Néanmoins, il est fréquent que le contribuable oublie de déclarer ce/ces comptes lors de la déclaration annuelle de ses revenus, pour diverses raisons. Parfois même, le contribuable n'a pas connaissance de l'existence de ce compte. C'est le cas notamment lors d'une donation d'un

parent établi à l'étranger ou de l'ouverture d'une succession internationale (parent décédé à l'étranger) : à cette occasion, certaines personnes découvrent qu'elles sont déjà titulaires, co-titulaires ou bénéficiaires, d'une procuration sur un compte à l'étranger et qu'elles ont, en toute bonne foi évidemment, omis de déclarer ce compte aux services fiscaux français.

Rappel du champ d'application de la déclaration de compte bancaire à l'étranger

Toute personne résidente fiscale de France doit déclarer à l'administration fiscale l'ouverture, la détention, l'utilisation et la clôture des comptes de toute nature à l'étranger (Article 1649 A du Code Général des impôts).

La déclaration se fait en même temps que la déclaration de l'ensemble des revenus (ou de résultat pour les entreprises éventuellement concernées), chaque année, sur le formulaire n°3916.

La déclaration n°3916 bis concerne quant à elle les comptes d'actifs numériques tels que les cryptomonnaies.

La déclaration doit être faite pour chaque compte et chaque année : Seule la fermeture du compte permet de ne plus être soumis à la déclaration.

Qui est concerné ?

En premier lieu, cette déclaration concerne toutes les personnes physiques résidentes fiscales de France s'agissant de leurs comptes ouverts, utilisés, détenus ou clos hors de France dont elles sont titulaires, co-titulaires ou bénéficiaires d'une procuration.

En second lieu, la déclaration concerne également les associations et les sociétés n'ayant pas la forme commerciale établies en France, à l'exception de celles qui ne déposent pas de déclarations de résultats.

S'agissant enfin de personnes physiques utilisant des comptes par l'intermédiaire d'une société établie à l'étranger (qui en est le titulaire), l'obligation déclarative n'était pas clairement établie.

Toutefois, dans une importante décision du 8 mars 2023 n°463267, le Conseil d'Etat a précisé que l'obligation de déclaration des comptes bancaires (dans sa version antérieure au 1er janvier 2019 en l'espèce) pèse sur toute personne physique, association ou société n'ayant pas la forme commerciale ayant utilisé un compte bancaire étranger, quel que soit le titulaire de ce compte, y compris notamment si ce titulaire est une société commerciale.

Une réponse ministérielle du 31 août 2023 précise enfin, à la suite de cette décision du 8 mars 2023, que l'obligation concerne notamment les contribuables bénéficiaires effectifs de ces comptes dont la propriété réelle est dissimulée derrière des entités juridiques interposées.

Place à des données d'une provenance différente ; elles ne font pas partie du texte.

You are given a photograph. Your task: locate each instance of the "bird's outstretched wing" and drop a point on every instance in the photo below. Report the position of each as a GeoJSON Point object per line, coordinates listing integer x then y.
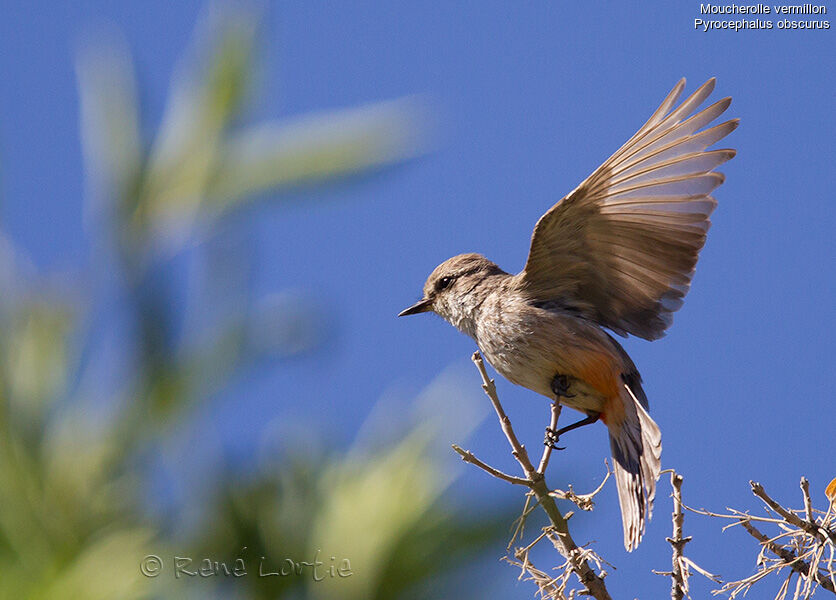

Ainsi, le bénéficiaire économique de ce compte est réputé détenir ce compte, même ouvert au nom d'une société commerciale étrangère.

Dans les années à venir, les contrôles sur la non-déclaration de ces comptes, que cette omission soit de bonne ou de mauvaise foi, vont se multiplier et cette obligation ne doit pas être prise à la légère.

A ce titre, l'administration fiscale a ajouté à sa Carte des pratiques et montages abusifs une fiche intitulée " Dissimuler la détention d'avoirs à l'étranger " notamment par le biais de sociétés commerciales interposées.

Quels comptes faut-il déclarer ?

Doivent être déclarés tous les types de comptes financiers, ouverts, détenus, utilisés ou clos à l'étranger au cours de l'année concernée.

Les comptes détenus auprès de banques en ligne installées à l'étranger sont bien évidemment à déclarer.

En revanche, ne sont pas concernés les comptes qui ont pour objet de réaliser en ligne des paiements d'achats ou encaissements afférents à des ventes de biens pour un montant inférieur à 10 000 € par an pour l'ensemble des comptes, à condition que ces comptes ayant servi à ces opérations soient adossés à un ou des comptes ouverts en France.

Quelles sont les sanctions en cas d'omission de déclaration ?

La sanction pour non-déclaration des comptes à l'étranger est lourde.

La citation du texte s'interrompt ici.